The set of labels used in multi-label classification workflow is often a binarized list with a number of label elements, for example, let’s say there are three classes, Airplane, Boat, and Car, and a sample is labeled as Boat and Car. The binary set of labels would then be \([0, 1, 1]\), where each element represents each class, respectively.

Similar to the segmentation mask, the IoU or Jaccard index metric for the ground truth/inference labels would be the size of the intersection of the two sets (the number of labels common between two sets, or TP) divided by the size of the union of the two sets (the total number of labels present in both sets, TP + FN + FP):

\[ \text{IoU} \left( \text{A}, \, \text{B} \right) = \frac {\text{TP}} {\text{TP} + \text{FN} + \text{FP}} \]

The IoU for multi-label classification is defined per class. This technique, also known as one-vs-the-rest (OvR), evaluates each class as a binary classification problem. Per-class IoU values can then be aggregated using different averaging methods. The popular choice for this workflow is macro, so let’s take a look at examples of different averaged IoU/Jaccard index metrics for multiclass multi-label classification:

Example: Macro IoU of Multi-label Classification#

Consider the case of multi-label classification with classes Airplane, Boat, Car:

Set	Sample #1	Sample #2	Sample #3	Sample #4
ground truth	`Airplane`, `Boat`, `Car`	`Airplane`, `Car`	`Boat`, `Car`	`Airplane`, `Boat`, `Car`
inference	`Boat`	`Airplane`, `Boat`, `Car`	`Airplane`, `Boat`, `Car`	`Airplane`, `Boat`, `Car`

\[ \text{ground truth} = [[1, 1, 1], \, [1, 0, 1], \, [0, 1, 1], \, [1, 1, 1]] \]

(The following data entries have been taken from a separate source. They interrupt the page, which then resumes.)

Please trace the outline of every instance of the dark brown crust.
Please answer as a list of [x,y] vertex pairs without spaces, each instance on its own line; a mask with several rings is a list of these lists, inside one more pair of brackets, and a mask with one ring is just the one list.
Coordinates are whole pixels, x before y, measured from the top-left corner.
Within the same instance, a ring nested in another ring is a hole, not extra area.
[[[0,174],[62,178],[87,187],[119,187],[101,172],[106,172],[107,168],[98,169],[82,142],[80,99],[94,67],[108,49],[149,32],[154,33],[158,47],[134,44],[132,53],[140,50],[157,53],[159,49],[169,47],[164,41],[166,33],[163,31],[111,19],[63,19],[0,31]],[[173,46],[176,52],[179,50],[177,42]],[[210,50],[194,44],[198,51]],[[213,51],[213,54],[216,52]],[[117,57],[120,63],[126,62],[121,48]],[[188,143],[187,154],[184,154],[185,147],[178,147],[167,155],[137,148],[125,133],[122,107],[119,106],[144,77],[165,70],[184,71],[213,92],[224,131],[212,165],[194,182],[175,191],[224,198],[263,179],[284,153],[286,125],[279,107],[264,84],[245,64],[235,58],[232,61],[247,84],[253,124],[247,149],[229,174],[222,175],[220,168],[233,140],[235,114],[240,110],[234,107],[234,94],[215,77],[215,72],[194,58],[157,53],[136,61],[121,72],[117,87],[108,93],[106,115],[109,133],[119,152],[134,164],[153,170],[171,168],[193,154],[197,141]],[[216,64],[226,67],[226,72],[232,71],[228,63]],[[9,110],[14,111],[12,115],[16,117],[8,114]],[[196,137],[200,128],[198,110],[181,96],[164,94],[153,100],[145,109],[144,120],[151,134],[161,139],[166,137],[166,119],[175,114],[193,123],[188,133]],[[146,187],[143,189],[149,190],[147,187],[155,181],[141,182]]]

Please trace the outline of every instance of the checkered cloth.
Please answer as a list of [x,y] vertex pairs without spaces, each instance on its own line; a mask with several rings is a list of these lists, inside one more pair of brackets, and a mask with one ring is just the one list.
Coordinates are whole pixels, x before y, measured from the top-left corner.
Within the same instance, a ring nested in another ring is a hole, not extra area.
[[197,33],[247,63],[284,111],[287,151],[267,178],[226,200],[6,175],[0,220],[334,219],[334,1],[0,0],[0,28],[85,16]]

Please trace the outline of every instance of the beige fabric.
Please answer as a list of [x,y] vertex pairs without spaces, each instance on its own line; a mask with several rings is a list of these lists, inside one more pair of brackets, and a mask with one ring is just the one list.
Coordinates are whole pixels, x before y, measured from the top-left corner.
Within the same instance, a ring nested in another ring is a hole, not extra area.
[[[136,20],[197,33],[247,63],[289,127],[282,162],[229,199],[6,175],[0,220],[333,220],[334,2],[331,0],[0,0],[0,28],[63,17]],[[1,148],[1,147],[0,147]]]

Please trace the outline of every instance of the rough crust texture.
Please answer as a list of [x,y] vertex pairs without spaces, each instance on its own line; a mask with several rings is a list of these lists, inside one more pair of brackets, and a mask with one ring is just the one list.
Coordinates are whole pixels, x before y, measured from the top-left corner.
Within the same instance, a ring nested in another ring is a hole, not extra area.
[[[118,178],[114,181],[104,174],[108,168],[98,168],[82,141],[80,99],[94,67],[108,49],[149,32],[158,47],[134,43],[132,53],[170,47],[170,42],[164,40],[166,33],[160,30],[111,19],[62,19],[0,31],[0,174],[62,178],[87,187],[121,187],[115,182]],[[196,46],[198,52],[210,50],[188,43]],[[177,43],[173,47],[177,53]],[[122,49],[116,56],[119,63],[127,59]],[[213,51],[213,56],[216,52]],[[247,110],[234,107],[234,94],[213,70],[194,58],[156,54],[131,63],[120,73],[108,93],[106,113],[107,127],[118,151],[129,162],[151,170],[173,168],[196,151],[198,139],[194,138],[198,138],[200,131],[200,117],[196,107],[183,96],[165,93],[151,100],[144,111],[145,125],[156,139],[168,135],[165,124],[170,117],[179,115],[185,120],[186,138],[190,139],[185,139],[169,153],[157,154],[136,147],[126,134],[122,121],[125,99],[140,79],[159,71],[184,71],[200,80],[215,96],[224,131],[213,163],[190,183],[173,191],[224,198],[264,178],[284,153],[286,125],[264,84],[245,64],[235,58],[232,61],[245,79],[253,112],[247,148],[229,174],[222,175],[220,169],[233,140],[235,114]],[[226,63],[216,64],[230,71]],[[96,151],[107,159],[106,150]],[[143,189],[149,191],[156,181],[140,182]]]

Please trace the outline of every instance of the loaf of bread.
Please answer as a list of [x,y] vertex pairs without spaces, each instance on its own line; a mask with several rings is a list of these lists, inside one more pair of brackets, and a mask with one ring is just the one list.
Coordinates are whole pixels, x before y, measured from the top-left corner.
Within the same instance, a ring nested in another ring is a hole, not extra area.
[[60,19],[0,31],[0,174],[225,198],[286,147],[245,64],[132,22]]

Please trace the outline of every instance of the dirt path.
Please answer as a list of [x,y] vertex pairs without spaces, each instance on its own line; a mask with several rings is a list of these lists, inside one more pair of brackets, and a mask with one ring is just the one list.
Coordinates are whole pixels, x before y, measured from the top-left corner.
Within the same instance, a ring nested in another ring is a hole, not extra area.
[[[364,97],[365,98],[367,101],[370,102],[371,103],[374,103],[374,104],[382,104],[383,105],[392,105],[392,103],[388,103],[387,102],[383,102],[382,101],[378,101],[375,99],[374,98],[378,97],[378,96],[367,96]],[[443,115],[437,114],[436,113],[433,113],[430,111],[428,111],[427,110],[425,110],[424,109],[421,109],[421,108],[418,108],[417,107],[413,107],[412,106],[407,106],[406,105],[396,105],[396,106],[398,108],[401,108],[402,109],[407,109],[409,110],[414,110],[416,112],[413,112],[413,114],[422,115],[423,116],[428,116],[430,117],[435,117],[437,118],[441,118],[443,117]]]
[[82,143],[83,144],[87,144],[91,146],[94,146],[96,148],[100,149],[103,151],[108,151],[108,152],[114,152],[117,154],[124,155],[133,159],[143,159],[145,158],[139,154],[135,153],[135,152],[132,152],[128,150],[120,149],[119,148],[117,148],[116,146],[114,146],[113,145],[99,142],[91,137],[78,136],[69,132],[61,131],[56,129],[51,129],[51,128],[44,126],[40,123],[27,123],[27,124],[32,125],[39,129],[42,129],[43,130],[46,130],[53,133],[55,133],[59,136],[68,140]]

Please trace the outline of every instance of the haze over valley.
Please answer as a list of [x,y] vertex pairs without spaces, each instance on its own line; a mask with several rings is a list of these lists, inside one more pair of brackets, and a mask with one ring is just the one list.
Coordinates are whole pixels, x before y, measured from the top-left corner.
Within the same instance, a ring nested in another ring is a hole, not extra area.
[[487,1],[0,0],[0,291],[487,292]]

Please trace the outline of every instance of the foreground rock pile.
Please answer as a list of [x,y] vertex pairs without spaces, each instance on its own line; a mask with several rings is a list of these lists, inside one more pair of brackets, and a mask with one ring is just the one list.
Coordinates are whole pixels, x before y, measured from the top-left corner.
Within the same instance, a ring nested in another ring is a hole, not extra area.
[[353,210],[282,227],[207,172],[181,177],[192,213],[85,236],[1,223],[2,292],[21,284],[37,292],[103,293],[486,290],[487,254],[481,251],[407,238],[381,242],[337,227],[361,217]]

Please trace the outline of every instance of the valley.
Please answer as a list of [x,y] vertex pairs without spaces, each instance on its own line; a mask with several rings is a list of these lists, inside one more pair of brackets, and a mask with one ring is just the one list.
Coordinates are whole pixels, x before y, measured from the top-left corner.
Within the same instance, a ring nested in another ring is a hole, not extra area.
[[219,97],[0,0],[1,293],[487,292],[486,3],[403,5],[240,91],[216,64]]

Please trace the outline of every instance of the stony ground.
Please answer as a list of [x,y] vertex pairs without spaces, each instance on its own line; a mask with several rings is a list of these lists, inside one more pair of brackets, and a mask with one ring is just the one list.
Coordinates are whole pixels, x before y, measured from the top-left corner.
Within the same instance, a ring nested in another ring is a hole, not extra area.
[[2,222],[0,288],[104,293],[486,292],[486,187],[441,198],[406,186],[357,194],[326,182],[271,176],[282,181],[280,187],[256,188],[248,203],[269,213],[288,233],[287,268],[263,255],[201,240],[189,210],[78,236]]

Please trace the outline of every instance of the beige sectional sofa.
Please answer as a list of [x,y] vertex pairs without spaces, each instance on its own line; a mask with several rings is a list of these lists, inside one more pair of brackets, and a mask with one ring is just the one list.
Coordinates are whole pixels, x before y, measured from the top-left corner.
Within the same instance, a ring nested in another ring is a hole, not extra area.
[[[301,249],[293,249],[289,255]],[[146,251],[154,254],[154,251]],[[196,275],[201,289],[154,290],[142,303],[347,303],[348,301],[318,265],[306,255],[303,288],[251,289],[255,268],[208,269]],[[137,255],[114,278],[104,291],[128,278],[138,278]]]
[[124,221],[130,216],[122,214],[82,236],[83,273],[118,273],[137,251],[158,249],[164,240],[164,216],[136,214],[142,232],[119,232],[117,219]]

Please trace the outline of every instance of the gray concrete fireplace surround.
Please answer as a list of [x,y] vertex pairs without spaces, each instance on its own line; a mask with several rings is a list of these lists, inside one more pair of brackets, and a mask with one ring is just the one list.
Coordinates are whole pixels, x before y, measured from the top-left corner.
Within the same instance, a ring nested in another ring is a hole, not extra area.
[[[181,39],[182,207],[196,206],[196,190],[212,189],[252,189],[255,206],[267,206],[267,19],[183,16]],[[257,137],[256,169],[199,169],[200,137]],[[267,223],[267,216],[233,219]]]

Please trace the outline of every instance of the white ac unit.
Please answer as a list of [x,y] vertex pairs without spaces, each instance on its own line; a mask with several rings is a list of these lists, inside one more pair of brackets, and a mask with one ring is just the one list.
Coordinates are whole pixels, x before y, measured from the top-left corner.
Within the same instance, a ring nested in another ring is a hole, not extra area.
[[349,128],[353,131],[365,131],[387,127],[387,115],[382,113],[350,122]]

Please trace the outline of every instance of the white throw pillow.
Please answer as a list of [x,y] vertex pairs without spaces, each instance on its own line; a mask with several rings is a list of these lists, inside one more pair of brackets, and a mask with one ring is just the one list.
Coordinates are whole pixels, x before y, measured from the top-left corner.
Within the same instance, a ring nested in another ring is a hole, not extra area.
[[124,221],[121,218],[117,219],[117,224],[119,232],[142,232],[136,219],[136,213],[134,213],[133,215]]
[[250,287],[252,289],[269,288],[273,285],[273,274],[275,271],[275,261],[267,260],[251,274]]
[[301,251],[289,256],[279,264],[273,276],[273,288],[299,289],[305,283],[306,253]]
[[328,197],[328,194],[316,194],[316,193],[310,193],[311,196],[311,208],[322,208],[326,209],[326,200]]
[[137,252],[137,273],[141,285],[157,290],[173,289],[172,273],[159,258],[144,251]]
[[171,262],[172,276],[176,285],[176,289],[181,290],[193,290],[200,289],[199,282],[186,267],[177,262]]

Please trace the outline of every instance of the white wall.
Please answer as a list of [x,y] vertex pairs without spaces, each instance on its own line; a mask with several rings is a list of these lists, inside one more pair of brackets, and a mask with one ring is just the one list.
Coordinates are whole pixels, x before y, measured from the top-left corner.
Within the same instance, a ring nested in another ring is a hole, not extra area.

\[ \text{inference} = [[0, 1, 0], \, [1, 1, 1], \, [1, 1, 1], \, [1, 1, 1]] \]

\[ \begin{align} \text{IoU}_\text{macro} &= \frac {\text{IoU}_\texttt{Airplane} + \text{IoU}_\texttt{Boat} + \text{IoU}_\texttt{Car}} {3} \\[1em] &= \frac {\frac 2 4 + \frac 3 4 + \frac 3 4} {3} \\[1em] &= \frac 2 3 \end{align} \]

Limitations and Biases#

IoU works well to measure the overlap between two sets, whether they are types of geometry or a list of labels. However, this metric cannot be directly used to measure the overlap of an inference and iscrowd ground truth, which is an annotation from COCO Detection Challenge Evaluation used to label a large groups of objects (e.g., a crowd of people). Therefore, the inference is expected to take up a small portion of the ground truth region, resulting in a low IoU score and a pair not being a valid match. In this scenario, a variation of IoU, called Intersection over Foreground (IoF), is preferred. This variation is used when there are ground truth regions you want to ignore in evaluation, such as iscrowd.

The second limitation of IoU is measuring the localization performance of non-overlaps. IoU ranges from 0 (no overlap) to 1 (complete overlap), so when two bounding boxes have zero overlap, it’s hard to tell how bad the localization performance is solely based on IoU. There are variations of IoU, such as signed IoU (SIoU) and generalized IoU (GIoU), that aim to measure the localization error even when there is no overlap. These metrics can replace IoU metric if the objective is to measure the localization performance of non-overlaps.